I doubt very much that a better job can be done today without building a
completely new email architecture from the ground up, with no
compatibility (or even gatewaying) with the existing 2822/MIME/SMTP
architecture. The moment you consider any such compatibility, you have to
let in all these nasty issues from the past that bedeviled the old working
groups.

The old working groups had to deal with such nasty issues to be compatible
(and allow gatewaying) with some truly bizarre ad hoc systems. What we
came up with could have been worse. A lot worse.

> Look at this:
> $ mail -s"Look at this RFC 2047 encoded word: \
> =?iso-8859-1?q?this=20is=20some=20text?=" someone
> ^D
> The information that I wanted to transmit is lost for the recipient.
> It's a very pathological case, I admit, but from a *standard committe*
> I expected something better that a "most cases" solution.

Life's tough sometimes.

You actually can transmit the intended Subject line. You just have to
wrap it in an additional level of quoting.

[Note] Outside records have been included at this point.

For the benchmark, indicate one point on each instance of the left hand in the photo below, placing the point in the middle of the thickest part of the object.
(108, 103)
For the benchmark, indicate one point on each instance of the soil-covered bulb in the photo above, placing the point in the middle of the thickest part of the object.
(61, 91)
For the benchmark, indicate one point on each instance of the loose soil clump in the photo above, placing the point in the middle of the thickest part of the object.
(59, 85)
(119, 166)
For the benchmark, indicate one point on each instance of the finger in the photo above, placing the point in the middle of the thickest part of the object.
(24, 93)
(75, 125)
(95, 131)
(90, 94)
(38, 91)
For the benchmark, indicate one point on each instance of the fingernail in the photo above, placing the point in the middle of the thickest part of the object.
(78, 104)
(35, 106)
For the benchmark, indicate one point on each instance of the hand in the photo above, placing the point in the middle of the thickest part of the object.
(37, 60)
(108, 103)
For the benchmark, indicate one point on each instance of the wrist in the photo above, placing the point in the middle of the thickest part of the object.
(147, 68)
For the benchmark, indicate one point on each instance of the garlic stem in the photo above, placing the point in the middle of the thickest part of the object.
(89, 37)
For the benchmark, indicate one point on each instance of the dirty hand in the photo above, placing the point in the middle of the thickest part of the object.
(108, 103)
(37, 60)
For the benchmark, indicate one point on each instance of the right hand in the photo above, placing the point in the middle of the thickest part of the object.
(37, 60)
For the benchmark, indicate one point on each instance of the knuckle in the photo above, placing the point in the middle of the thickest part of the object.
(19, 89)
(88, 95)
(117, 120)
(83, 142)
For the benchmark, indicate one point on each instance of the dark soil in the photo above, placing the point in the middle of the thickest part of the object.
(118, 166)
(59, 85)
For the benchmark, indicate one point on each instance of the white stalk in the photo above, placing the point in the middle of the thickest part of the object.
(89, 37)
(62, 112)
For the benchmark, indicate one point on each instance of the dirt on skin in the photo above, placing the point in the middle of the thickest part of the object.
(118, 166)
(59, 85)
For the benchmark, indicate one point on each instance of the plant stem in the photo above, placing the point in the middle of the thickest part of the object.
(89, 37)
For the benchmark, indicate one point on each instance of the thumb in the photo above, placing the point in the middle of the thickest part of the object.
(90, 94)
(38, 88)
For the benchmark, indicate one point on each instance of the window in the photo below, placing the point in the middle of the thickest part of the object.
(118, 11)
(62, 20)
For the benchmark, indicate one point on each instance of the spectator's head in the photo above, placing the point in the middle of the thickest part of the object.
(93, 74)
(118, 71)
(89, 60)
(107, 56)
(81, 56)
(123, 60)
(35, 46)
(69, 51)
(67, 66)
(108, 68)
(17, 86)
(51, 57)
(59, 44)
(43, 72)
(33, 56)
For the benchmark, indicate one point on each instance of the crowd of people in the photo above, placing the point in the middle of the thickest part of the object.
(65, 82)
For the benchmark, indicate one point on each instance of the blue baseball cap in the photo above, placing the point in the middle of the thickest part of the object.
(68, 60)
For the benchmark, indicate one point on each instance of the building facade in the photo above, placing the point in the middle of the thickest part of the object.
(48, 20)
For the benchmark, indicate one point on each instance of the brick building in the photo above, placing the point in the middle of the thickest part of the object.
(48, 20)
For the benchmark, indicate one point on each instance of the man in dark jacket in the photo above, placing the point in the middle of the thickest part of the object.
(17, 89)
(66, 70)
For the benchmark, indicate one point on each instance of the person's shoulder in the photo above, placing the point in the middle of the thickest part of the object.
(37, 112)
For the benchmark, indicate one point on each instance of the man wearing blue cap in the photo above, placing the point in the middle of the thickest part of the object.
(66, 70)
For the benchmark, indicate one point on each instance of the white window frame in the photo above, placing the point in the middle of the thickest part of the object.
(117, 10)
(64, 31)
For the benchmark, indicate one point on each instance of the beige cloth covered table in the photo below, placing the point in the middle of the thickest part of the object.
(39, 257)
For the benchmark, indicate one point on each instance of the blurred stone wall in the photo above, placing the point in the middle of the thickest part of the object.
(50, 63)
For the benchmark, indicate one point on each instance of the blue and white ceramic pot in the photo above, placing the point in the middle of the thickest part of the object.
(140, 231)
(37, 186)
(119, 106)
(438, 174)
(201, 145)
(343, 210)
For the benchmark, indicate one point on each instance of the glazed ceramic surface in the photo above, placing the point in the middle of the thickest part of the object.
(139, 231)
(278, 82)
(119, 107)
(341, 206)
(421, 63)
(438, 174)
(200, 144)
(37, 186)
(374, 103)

> Suppose a program that parse the subject of a mail: the behaviour of
> the program depends on the command given in the subject. The syntax of
> the mini language of this program can easily grow to produce something
> that can conflict with the word-encoding mechanism.

Life's tough sometimes.

Anyone who wishes to implement software that processes email messages,
must read (and thorougly understand) a very large body of RFCs. It is not
a task for a novice, unless the novice is willing to invest the time and
effort to become an expert as a necessary part of the project.

> But it's a very
> unelegant solution.

Life's tough sometimes.

If you want elegant solutions, you have to do something completely new, in
a field that is currently unexplored. Then you have the power to make
things elegant without having to deal with the nasty realities that occur
when other people fail to share your view of elegance.

But that's the problem. Either nobody uses your product, or presently
other people will start to enter into that field. And those other people,
who lack your precise understanding of what is elegant, will begin to
change things.

Perhaps it is to conform to their competing idea of what is elegant.
Perhaps they simply don't care about what is elegant as long as it's a
quick and dirty solution to their task. Either way, your elegance will be
eroded and presently destroyed.

> It's strange to me that the author of the RFC doesn't either mention
> the problem.

To the contrary, RFC 2047 seems to discuss the problem at some length.
But, since it is unsolvable, it's mostly a matter of academic interest.

-- Mark --

http://staff.washington.edu/mrc
Science does not emerge from voting, party politics, or public debate.
Si vis pacem, para bellum.

Re: About word-encoding (RFC2047) design

am 09.08.2006 23:57:41 von Mark Crispin

On Wed, 9 Aug 2006, Mark E. Mallett wrote:
>> If you want to see why we have such problems, just look at the thread with
>> subject "ESMTP AUTH PLAIN" in this newsgroup. A correct understanding of
>> how to do this requires thorough reading and understanding of three
>> different RFCs. Most people refuse to do this; instead, they guess by
>> empirical testing and they get it wrong.
> Oh-oh, have I said something wrong?

No, I was referring to the original poster's message.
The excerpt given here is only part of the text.